Le boss, c’est Richard Petit, le rédacteur en chef. Alors soit, il est pingre, mais il ferait tout pour un bon article. Et en parlant de bon article, je devrais m’y mettre sans plus attendre.
« Du XVIe au XIXe siècle, la combustion humaine spontanée était un phénomène qu’on enseignait dans les facultés. Oui, le corps humain pouvait prendre feu spontanément. Une mort terrifiante que les écrivains ou les scénaristes ont utilisée de nombreuses fois comme ressort dramatique.
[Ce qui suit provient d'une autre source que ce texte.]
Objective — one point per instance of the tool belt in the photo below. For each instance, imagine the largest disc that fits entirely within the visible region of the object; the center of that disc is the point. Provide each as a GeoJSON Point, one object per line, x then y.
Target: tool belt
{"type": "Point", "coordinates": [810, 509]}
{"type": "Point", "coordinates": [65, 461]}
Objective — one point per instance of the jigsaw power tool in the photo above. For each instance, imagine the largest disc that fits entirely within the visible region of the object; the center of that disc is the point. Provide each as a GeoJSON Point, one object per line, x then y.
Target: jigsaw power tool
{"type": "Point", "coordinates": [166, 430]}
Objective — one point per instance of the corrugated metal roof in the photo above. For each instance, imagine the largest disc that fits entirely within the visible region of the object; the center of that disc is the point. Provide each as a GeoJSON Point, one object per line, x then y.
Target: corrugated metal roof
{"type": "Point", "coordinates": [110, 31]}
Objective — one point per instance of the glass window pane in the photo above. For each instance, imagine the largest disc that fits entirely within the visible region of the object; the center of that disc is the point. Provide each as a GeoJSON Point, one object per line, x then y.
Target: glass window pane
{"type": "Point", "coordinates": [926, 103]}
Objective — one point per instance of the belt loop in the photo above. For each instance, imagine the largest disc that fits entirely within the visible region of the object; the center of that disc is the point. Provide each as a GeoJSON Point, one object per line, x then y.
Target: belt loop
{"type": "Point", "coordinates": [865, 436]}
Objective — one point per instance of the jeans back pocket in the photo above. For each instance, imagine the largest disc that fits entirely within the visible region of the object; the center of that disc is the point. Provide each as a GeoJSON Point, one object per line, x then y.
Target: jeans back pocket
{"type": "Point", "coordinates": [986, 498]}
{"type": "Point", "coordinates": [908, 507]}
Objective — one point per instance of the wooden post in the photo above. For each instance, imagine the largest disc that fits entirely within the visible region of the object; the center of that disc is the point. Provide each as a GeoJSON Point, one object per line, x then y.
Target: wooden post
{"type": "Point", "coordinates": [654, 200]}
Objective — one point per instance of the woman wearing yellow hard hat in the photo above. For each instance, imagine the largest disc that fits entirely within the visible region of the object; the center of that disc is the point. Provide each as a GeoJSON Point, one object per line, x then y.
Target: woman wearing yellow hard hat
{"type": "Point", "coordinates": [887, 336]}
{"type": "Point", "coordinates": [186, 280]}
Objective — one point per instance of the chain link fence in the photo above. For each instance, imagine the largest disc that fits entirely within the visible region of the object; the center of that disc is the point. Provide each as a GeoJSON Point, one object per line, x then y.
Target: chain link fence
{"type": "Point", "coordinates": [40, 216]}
Et puis la science a avancé. Cette théorie a fait long feu au profit de « l’effet de mèche ». En résumé, une source de chaleur externe provoque l’embrasement des vêtements de la victime dont le corps se consume ensuite lentement, un peu comme une bougie. Est-ce arrivé ce week-end à Villiers-sur-Marne (Val-de-Marne) ? Pour l’heure, on ne sait pas. Mais cette piste va forcément être explorée par les enquêteurs. Une femme de 55 ans a été retrouvée morte par son mari dimanche après-midi avenue Friedberg, dans leur appartement. Son corps, recroquevillé dans le couloir de la cuisine, était partiellement carbonisé.
Aucune trace manifeste de lutte ou d’incendie dans l’habitation. Aucun produit inflammable à proximité. Pas même une casserole sur le feu. Juste une bouteille d’eau à moitié remplie et intacte.